К тому же понятно, что, когда случалось решить очередную непростую задачу, всякое такое достижение изрядно тешило и повышало самооценку Полины, как человека деятельного, обладающего здоровым тщеславием, – ведь смогла, справилась, разобралась, добилась. Ну а как без этого.

Yes-s-s… как говорится.

Слушайте, ну а кого бы не распирало от гордости, когда ты сам, без протежирования и «подпорки», добился высокого социального статуса, продвинулся в карьере или разрулил сложную проблему, которая другим не по силам и не по мозгам?

Вот и довыпендривалась, дотешила самооценку с гордыней: «Халявщики, мошенники, лентяи! А я такая крутая-умная, все могу, все умею, все преодолею, все сама, сама…» Ну-ну, хмыкнуло провидение и выдало «тест-драйв»: на, получи, да по такой «программе» тренинга с качем на пару, что вся жизнь вдребезги и зубов не собрать!

Как там сказал один ее знакомый скульптор, по совместительству пропагандист буддистской теории устройства мира? «Не стоит трясти чванством, ибо чревато, поскольку карма работает без выходных».

Полина, помнится, все посмеивалась над его высказываниями в кришнаитском стиле (типа: все братья, довольствуйся малым, всех возлюби-прости и карма рулит), пропуская поучения подобного рода мимо сознания, принимая лишь то, что на работы этого деятеля искусства данная философия имела совершенно очевидное влияние. Кстати, весьма талантливые работы, вот она и слушала всю эту лабуду кармическую и кивала – да пусть что хочет говорит и во что хочет верит, главное, чтобы творил и дальше выставлялся в их галерее.

А к ней лично вся эта теория воздаяния-наказания за грехи не имеет ровно никакого отношения. Какие грехи, какая гордыня, какое тщеславие, вы о чем вообще? Нет в ней ничего подобного и близко – она вкалывает двадцать четыре на семь, постоянно общаясь с кучей народа, проявляя при этом чудеса великой терпимости, понимания и прощения.

А вы пробовали работать с творческими людьми? С художниками, скульпторами? Там такие закидоны приходится терпеть, усмирять и принимать – и носиться с творцами как с малыми детьми, выдерживая все их истерики, запои, депрессии, нервные срывы и приступы больного тщеславия, – что невольно сама воплощенным Кришной станешь в его всепрощении и смирении. Или с людьми, облеченными властью-богатством, с капризными инвесторами, с «брыкливым», неуравновешенным руководством и так далее, так далее…

Но это ее жизнь и работа – бесконечная коммуникация с огромным количеством разных и не самых простых людей.

Так какая, на хрен, карма-сука, передовица производства, работающая «без выходных», спрашивается, выстрелила вдруг в Полину прямо в упор и с каких таких грехов ей все это прилетело?! Да и ладно бы только ей одной! Может, Поля тогда и разобралась бы и поняла, в чем проблема, пострадай лишь она, но ведь беда ворвалась в жизнь ее семьи, накрыв «взрывной волной» родных и близких.

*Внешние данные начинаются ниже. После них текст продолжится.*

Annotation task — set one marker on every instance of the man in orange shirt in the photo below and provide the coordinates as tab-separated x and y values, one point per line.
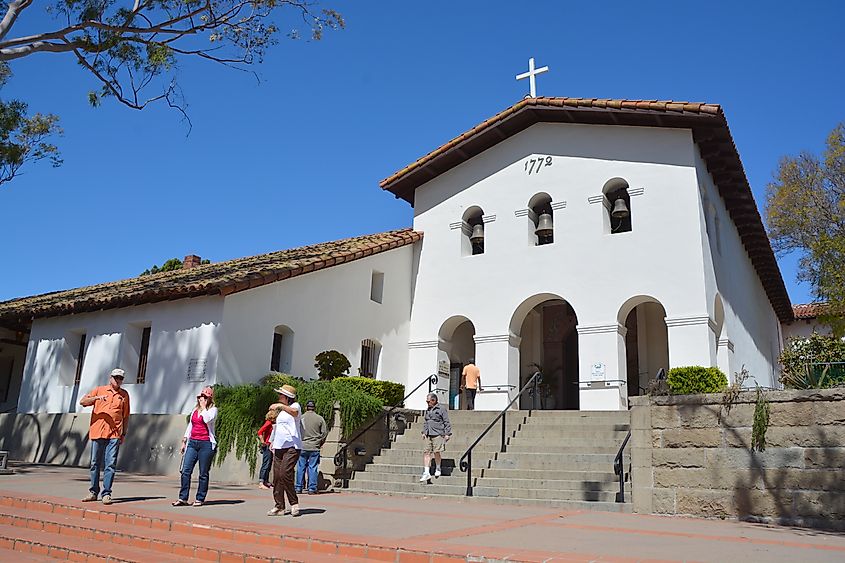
108	429
471	382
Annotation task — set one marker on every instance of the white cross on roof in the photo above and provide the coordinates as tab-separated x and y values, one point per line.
530	75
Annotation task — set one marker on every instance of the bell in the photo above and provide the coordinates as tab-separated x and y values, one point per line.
620	210
545	227
477	235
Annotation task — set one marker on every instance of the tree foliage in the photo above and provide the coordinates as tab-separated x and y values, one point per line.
132	48
805	212
331	364
168	266
24	138
816	362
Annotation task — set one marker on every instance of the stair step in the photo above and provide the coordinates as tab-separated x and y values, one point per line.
122	541
625	507
62	546
21	556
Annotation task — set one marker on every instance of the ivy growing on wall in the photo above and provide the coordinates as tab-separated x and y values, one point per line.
242	409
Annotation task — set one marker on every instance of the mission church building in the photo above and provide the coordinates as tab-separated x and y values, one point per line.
596	241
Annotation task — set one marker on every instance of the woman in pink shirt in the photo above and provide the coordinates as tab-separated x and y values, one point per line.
198	444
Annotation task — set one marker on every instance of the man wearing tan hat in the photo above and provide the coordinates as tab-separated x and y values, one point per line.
108	429
286	443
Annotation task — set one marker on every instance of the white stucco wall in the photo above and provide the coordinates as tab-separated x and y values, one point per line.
328	309
750	334
181	330
595	272
12	358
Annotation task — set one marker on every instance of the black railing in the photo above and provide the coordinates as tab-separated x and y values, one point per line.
341	458
619	469
466	460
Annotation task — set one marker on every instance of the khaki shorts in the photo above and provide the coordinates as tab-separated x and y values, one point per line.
435	444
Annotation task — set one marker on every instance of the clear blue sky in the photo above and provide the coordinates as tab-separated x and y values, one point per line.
297	158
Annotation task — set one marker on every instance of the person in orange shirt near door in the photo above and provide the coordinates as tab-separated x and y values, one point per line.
108	430
471	383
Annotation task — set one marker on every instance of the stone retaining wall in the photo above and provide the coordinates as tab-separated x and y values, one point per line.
690	456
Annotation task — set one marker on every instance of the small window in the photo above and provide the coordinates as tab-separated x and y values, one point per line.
7	365
617	204
472	232
377	286
370	350
281	355
143	355
80	359
276	355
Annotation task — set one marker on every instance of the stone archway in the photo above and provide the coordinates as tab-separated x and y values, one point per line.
545	324
646	341
455	347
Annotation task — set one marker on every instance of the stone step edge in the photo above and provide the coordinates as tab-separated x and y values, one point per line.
56	546
597	505
349	546
179	544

Они что – тоже настолько нагрешили?

Ну, конечно, она не святая и, может, где-то с перебором бывает высокомерна и цену себе завышает, а почему нет-то, а? Она благополучная, весьма успешная девушка, москвичка с весьма неплохой работой и интересными перспективами карьерного роста, с хорошей, качественной личной жизнью, с квартирой, с приличной машиной, с прекрасной репутацией, с уважением в их профессиональной среде. И все это сама, своим трудом, упорством и усердием. И, между прочим, с вполне себе реальными, грандиозными планами на будущее.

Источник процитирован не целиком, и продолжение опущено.